Whether or not a deer does, indeed, actually take on a rival, is not determined by rational thought, of course, but is driven by ingrained instincts that have been responsible the success (or otherwise) of a particular lineage of roe deer.
I have anecdotally observed a noticeable variability in adult males of approximately the same age, in the same environment, in their ‘willingness’ to engage hostilities with other roebucks.
A pattern that has, to some degree, being reflected in their (probable*) male descendants.
Three days ago, on cold December morning, I watched a six-and-half-month-old buck fawn, descendant of an especially feisty male*, rush over to an eighteen-month-old buck and go head-to-head with him for a few seconds.
Interestingly, the elder had just cast his antlers (and his new ones had just started to grow) and the youngster had just button antlers.
The size difference between the pair was significant, and it was the smaller of the two deer that aggressively approached the other. The approach was probably playful, but bearing in mind how infrequently I have seen this behaviour, it could indicate a possible character trait of the individual deer as he matures.
It must be remembered though, that these are purely my observations and I don’t intend to make any assertions that in any way constitute some kind of ‘rule’, or scientific fact.
*It’s very difficult, if not impossible, to state with certainty, the identity of the father of a particular fawn. But certain ‘local’ factors (such as the number of other males around during the time when the doe was made pregnant) can reduce the chance of making an identification error.
Reasons for deer fighting
Essentially it all comes down to making sure a buck is able to pass on his genes to the next generation. And he does this by staking out the best territory in the area and defending it against all roe antlered intruders.
As previously mentioned, the territorial male will scent mark his domain and attempt avert deer-to-deer physical contact by using threatening body language. But if neither roebuck backs down, hostilities will commence.
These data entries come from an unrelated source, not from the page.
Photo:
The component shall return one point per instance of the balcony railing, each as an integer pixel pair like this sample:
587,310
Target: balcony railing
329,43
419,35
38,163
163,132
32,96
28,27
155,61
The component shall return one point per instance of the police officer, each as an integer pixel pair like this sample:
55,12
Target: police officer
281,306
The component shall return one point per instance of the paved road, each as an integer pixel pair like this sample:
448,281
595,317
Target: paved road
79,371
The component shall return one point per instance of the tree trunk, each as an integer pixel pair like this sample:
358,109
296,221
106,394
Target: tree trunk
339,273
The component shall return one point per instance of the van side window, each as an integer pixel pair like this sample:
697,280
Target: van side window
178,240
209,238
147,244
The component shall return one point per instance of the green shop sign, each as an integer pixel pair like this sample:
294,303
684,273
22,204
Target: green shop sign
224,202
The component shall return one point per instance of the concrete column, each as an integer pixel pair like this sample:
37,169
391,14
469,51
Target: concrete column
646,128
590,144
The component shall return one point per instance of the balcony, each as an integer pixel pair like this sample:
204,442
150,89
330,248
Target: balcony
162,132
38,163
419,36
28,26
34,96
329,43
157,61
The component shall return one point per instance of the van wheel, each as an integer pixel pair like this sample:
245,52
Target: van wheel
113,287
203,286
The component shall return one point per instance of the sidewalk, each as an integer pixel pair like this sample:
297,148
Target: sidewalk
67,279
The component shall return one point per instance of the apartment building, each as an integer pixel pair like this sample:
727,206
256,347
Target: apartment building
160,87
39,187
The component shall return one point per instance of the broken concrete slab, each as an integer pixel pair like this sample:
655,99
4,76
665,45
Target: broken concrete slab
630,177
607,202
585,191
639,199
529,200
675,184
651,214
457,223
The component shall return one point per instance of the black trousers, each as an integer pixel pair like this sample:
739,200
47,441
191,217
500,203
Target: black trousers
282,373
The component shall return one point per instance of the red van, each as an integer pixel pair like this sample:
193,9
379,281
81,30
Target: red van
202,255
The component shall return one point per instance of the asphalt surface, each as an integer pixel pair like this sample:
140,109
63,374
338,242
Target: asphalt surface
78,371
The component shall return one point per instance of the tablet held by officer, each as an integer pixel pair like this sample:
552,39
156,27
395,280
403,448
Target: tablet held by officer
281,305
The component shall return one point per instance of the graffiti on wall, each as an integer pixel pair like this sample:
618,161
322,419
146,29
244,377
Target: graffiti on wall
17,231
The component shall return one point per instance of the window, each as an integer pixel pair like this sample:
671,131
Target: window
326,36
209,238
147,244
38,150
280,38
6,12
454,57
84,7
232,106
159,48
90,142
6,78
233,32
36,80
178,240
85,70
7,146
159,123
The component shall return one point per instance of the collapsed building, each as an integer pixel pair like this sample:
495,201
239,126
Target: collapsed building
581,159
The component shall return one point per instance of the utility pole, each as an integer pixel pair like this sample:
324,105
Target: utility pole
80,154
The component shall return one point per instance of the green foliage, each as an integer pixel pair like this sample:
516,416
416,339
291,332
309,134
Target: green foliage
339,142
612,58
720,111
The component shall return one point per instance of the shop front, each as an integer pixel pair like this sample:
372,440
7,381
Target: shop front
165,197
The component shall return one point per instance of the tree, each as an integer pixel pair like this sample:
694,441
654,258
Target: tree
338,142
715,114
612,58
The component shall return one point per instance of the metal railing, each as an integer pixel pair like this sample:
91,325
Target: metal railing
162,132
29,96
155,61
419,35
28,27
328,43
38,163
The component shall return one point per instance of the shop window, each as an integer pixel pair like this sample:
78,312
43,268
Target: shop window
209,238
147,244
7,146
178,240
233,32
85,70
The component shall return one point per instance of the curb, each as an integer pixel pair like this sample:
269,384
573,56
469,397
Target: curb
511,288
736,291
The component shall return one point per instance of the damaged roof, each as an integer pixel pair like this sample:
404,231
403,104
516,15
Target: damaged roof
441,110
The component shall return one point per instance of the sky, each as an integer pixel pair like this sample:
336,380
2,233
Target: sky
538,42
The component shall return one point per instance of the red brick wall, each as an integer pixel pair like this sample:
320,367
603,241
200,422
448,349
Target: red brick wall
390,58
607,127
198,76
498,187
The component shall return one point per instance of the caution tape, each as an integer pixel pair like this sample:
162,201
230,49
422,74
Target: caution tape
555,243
By expelling competing males, the buck’s aim to make sure he’s in prime position to mate with the in season does that enter his territory, during the rut.
I have not known females fight over the right to mate with a particular male, but instead to tussle to maintain her ‘rights’ over a particular area. They do this to preserve a domain with plentiful food and cover to successfully raise her young.
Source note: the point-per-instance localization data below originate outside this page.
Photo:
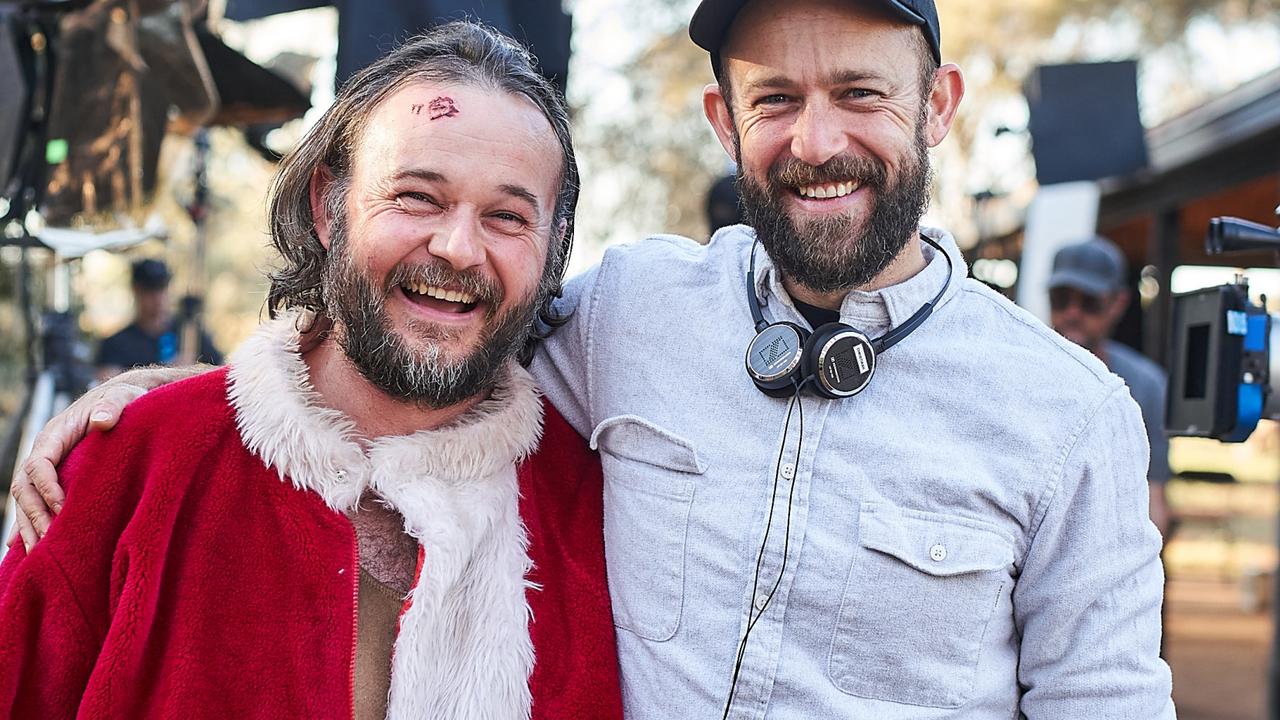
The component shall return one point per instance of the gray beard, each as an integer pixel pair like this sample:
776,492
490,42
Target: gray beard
424,377
840,253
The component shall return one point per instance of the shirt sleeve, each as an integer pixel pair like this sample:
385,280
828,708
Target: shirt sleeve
48,648
563,361
1089,592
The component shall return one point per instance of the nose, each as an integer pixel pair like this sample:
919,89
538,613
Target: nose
817,136
460,242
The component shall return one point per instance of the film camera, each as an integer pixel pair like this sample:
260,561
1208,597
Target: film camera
1223,376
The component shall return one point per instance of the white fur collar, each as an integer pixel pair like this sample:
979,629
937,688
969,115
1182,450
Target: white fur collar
464,648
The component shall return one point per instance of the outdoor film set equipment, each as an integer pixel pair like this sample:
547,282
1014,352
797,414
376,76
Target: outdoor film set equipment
1221,378
90,89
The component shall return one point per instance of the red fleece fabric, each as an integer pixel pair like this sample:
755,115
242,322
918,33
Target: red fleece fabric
184,579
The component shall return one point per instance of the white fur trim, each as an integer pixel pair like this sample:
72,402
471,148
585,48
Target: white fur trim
464,648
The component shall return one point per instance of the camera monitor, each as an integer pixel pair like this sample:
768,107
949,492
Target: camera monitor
1219,374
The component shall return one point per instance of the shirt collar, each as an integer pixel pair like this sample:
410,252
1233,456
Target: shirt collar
874,311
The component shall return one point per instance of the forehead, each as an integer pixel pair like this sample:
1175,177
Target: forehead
819,39
467,133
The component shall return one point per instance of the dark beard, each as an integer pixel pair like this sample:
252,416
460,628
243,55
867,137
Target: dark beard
364,331
839,253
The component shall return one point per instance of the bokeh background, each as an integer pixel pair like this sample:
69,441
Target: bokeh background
1205,69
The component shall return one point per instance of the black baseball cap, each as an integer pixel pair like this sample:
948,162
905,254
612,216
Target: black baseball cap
1095,267
712,19
150,274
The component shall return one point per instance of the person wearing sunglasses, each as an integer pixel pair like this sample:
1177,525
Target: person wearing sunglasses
1087,296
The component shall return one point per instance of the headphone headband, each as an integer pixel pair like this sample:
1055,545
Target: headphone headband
837,358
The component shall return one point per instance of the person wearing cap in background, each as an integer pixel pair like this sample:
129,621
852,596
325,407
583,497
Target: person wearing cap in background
154,336
1087,296
964,538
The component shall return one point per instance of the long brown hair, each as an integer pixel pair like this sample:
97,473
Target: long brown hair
455,53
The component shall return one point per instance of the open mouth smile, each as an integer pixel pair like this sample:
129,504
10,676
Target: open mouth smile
439,299
826,191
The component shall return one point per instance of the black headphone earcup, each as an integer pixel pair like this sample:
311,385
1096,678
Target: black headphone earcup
809,360
839,359
775,358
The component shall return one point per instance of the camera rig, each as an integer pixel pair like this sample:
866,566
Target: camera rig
1223,374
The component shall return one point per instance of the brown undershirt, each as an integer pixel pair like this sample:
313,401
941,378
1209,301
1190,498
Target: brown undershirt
388,559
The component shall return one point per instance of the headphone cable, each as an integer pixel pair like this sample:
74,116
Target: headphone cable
753,615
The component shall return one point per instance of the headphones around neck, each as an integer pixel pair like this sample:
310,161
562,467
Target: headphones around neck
839,359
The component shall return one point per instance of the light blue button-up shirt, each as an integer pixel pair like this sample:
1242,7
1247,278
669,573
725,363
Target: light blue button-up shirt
967,538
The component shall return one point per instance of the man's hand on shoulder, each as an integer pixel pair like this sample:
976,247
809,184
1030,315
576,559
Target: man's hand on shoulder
35,486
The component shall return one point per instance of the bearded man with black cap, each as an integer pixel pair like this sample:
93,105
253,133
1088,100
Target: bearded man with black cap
915,500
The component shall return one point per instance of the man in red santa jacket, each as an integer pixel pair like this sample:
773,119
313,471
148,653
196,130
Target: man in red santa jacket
370,513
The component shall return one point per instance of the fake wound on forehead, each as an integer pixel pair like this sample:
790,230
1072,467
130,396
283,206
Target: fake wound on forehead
442,106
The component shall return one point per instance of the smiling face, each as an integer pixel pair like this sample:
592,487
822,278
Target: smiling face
830,126
439,238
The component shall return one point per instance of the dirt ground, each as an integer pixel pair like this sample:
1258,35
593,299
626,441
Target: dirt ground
1219,654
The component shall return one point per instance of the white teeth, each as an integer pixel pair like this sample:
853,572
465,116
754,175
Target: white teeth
824,191
440,294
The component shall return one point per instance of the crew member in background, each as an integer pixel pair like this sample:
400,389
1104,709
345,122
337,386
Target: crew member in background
155,336
1087,296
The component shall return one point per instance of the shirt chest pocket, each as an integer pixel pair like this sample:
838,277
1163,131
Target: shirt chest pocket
648,493
920,592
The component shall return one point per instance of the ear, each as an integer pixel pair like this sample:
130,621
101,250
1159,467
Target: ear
319,186
716,106
944,103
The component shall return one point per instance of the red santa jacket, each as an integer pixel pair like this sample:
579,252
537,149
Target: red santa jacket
202,565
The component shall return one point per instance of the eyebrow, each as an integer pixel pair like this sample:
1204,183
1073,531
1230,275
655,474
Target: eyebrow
517,191
839,77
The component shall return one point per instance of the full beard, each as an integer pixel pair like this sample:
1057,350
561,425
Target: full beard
839,253
426,377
One particular instance comes to mind
Towards the end of one winter, there were two does of the same age, both raising twin bucks, in respective domains where their home ranges overlapped slightly.
During the winter, with a dearth of rich food sources around, one of the does could frequently be seen aggressively posturing towards the other mother when she intruded into a core area of her territory. Short chases often ensued as the dominant doe forced the intruder off her patch.
In and around the bush-lines of the area I had a number of camera traps set up to record activity in some of the woody areas, frequented by the roe.
And on checking the results one day, I could see that the camera had taken a sequence of shots recording a head-to-head tussle between the two does, just like that is observed between two bucks, when they battle (minus the use of any headgear, of course).
The photos were of poor quality, but nonetheless showed an uncommon fight between two adult does, outside the breeding season.
Most of the time, ‘fight’ is not the right term to use to describe conflict between two female roe deer.
Instead, what I have seen on a number of occasions is an expectant mother doe, aggressively butt a ‘clingy’ daughter in the ribs, or at base of her neck, to break the bond with the yearling**; in order to secure isolation in her fawning area, just before and after the birth of her new fawns.
**Buck fawns break the bond with their mother well before the next fawning season draws near.